Они отужинали у сонной хозяйки двора в закуте, слушая храп обозников за стенкой. До Волеговки слух о пожаре в Илиме, понятно, еще не докатился. Для хозяйки они были просто бусыги — безобидные бродяги, всю зиму шатавшиеся по пристаням в поисках легких подрядов. За ужин и постой платил Федька. В краденом зипуне он нашел зашитые в подклад деньги — сорок копеек. Осташа тому уже не удивился. Все Федьке доставалось легко, играючи — словно бог давал. Федька и спускал все так же легко, не сомневаясь в том, что придет новая нужда — будет новая удача.

Лежа под зипуном на лавке, Осташа слушал переливчатые храпы, глядел на синий огонек лампады, что задыхался в вони овчин и мужицкого пота, и в темноте угрюмо размышлял. Если бы он сам пошел воровать зипуны, то уж точно попался бы. А если бы и не попался, то забыл бы украсть и рукавицы. И уж в любом случае никогда бы не подвернулся ему зипун с деньгами: он любой другой бы зипун взял, но не этот. Такой уж он был тяжеловесный человек. Федька по жизни плыл как щепка по реке: всегда на струе, всегда вперед всех летит, нигде не зацепится.
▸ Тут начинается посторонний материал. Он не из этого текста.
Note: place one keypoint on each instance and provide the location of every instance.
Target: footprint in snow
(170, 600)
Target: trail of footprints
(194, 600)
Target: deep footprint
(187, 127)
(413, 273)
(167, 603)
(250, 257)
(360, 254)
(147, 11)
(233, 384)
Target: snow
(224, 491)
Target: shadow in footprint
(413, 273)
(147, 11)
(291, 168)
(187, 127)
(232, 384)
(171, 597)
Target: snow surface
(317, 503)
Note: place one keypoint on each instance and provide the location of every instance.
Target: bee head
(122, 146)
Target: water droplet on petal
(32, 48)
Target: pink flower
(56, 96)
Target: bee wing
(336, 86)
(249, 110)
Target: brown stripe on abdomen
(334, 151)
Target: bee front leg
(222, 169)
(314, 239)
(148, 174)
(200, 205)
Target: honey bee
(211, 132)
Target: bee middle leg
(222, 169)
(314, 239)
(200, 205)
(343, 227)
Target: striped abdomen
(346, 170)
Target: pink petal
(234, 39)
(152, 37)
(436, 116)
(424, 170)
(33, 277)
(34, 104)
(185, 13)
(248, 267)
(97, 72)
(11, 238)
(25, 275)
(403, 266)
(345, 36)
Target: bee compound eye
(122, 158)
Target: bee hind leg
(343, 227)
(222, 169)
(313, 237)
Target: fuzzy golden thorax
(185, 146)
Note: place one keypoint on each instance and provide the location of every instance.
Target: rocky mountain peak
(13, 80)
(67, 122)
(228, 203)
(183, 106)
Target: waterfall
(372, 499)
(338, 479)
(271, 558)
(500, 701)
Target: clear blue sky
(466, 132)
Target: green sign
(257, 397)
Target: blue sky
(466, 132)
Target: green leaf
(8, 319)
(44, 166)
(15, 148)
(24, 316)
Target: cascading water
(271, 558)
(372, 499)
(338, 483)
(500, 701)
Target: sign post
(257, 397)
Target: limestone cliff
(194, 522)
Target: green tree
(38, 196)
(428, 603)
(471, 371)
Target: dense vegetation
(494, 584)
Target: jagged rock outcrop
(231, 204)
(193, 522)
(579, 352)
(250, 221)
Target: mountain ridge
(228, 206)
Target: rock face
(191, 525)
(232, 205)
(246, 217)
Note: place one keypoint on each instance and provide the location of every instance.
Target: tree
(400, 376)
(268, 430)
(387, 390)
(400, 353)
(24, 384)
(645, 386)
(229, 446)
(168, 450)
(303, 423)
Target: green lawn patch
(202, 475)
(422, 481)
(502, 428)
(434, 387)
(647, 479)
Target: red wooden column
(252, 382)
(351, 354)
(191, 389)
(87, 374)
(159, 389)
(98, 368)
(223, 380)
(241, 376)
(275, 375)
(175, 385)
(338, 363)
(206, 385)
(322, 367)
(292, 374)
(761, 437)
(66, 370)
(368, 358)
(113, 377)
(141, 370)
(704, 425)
А он, Осташа, как сырое бревно: неуклюжий, неповоротливый, медленный; на каждом повороте застревает да разворачивается. Зато удар бревна дробит камни и крушит борта барок, а щепку плескает туда-сюда, и нету в ней ни проку, ни угрозы.
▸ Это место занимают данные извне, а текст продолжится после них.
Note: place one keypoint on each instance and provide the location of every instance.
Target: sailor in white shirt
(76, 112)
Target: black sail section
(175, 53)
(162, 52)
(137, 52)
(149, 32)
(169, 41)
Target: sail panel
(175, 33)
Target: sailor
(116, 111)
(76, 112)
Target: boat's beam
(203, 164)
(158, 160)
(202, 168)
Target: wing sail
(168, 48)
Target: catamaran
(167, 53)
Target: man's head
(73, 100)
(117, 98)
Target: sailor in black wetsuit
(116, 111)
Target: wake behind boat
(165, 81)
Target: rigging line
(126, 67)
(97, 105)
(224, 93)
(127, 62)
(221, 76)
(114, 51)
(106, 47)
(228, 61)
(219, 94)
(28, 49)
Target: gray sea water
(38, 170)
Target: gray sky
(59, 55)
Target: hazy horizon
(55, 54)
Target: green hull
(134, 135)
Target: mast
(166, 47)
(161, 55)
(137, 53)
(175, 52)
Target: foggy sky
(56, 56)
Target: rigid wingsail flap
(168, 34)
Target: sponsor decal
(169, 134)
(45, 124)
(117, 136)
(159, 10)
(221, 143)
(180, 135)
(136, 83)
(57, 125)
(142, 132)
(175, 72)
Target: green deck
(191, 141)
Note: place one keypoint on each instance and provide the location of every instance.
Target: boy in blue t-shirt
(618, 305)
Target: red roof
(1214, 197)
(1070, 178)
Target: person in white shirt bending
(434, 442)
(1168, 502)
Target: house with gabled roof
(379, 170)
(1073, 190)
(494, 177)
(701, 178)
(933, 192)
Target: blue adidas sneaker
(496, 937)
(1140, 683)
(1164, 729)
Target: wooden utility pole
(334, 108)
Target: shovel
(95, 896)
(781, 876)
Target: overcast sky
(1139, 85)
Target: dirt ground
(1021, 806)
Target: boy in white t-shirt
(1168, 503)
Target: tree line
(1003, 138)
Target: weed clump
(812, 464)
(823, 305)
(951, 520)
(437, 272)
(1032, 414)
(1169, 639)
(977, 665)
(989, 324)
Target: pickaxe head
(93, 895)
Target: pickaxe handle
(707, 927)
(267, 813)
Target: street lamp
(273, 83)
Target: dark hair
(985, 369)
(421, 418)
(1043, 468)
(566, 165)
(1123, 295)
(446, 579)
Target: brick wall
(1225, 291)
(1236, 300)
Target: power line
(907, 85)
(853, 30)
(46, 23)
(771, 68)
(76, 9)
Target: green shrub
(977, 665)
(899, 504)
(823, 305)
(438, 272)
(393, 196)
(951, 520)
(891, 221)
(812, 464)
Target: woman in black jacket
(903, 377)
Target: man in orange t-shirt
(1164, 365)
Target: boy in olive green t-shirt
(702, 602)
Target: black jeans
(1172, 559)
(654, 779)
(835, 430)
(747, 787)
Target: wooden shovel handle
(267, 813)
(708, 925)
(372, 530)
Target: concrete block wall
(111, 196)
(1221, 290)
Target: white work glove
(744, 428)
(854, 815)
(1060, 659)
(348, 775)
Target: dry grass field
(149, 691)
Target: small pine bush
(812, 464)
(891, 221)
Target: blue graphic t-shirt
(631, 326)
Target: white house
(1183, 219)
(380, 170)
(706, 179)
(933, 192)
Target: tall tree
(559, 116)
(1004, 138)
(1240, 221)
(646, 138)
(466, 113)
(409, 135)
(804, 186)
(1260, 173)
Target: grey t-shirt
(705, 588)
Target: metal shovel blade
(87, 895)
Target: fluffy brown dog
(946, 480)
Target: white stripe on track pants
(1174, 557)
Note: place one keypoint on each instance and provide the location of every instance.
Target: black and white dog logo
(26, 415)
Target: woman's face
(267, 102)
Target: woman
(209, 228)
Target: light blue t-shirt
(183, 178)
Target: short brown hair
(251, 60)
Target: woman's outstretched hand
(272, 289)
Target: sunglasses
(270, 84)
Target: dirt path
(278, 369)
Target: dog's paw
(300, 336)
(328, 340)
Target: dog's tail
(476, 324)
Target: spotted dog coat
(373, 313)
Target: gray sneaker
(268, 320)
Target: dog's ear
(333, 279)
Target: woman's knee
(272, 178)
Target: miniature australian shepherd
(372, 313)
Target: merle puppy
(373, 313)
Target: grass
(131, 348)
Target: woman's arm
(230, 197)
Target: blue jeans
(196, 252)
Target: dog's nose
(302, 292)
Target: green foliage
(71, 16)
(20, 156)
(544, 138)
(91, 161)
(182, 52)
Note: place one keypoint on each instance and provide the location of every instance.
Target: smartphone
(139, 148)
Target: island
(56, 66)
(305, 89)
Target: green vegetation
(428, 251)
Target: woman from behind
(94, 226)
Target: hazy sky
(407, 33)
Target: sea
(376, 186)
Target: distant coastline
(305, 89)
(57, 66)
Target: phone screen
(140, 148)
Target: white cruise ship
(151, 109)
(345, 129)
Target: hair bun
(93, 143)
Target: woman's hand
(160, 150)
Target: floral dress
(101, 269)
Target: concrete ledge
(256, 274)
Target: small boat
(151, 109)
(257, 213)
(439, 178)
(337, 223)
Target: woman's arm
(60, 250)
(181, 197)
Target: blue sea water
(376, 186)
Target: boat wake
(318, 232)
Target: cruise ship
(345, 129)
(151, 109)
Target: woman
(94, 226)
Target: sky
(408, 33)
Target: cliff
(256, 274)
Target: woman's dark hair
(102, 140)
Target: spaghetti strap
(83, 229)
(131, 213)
Наутро Осташа с Федькой убрались с постоялого двора пораньше, чтобы обозники не успели их запомнить. За Волеговкой по берегу Чусовой раскинулась здоровенная луговина. Пока пересекали ее, совсем рассвело. День начинался ясный, но чуть ветреный. Снежная пыль висела над просторами, и солнце поднималось в пунцовом зареве, сразу и блеклое и слепящее. Осташа оглянулся. Небо было мощно выгнуто, даже присутулиться захотелось, будто лошадь через голову перепрыгнула. За луговиной из крутого елового берега Чусовой торчали косые каменные доски бойца Гребни. Над шапками далекой Волеговки стояли белые столбы дыма, одинаково накренившиеся налево. Окоем покато горбился горами с сизым начесом заснеженных лесов.